BlackBerry Research and Intelligence Team reported on a subscription-based crimeware-as-a-service (CaaS) solution and a cracked copy of Cobalt Strike and suspect it is being offered as a post-exploitation tool on Russian hacker forums.
The service, which is called Prometheus, was first spotted in August 2021 by cybersecurity company Group-IB. It was revealed that various cybercriminal groups have been distributing various malware through various campaigns using the service.
It is described as a traffic direction system that enables attackers to redirect phishing traffic to rogue landing pages that deploy malware for $250 a month.
“Prometheus can be considered a full-bodied service/platform that allows threat groups to purvey their malware or phishing operations with ease,” BlackBerry Research and Intelligence Team said in a report. “The main components of Prometheus include a web of malicious infrastructure, malicious email distribution, illicit file-hosting through legitimate services, traffic redirection and the ability to deliver malicious files.”
The redirection is typically carried out through two main sources, namely the use of malicious ads and the appearance of altered websites.
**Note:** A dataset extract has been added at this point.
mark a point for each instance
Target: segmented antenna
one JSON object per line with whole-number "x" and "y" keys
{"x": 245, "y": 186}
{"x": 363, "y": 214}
The attack chain begins with an email that contains an HTML file or a Google Docs page. After clicking a link, the victim is taken to a compromised website, which then either drops malware or launches a page that contains a phishing scam.
The most prominent activity associated with the service’s operators is said to have started in October 2018. It was linked to an actor who goes by the name “Ma1n” advertising redirection services. The actors then put up Prometheus TDS for sale on September 22, 2020.
The company also found similarities between the Prometheus operation and an illegitimate version of the Strike Cobalt threat emulation software.
“It’s possible that someone connected with the Prometheus TDS is maintaining this cracked copy and providing it upon purchase,” the researchers said. “It is also possible that this cracked installation may be provided as part of a standard playbook or a virtual machine (VM) installation.”
The researchers noted that the complexity of the operation, low financial cost, and support provided by the service suggest that this type of criminal activity is likely to become more prevalent in the future.
“The volume of groups that are using offerings such as the Prometheus TDS, speak to the success and efficacy of these illicit infrastructure for hire services, which are in essence full-fledged enterprises that support the malicious activities of groups regardless of their size, level of resourcing or motives.”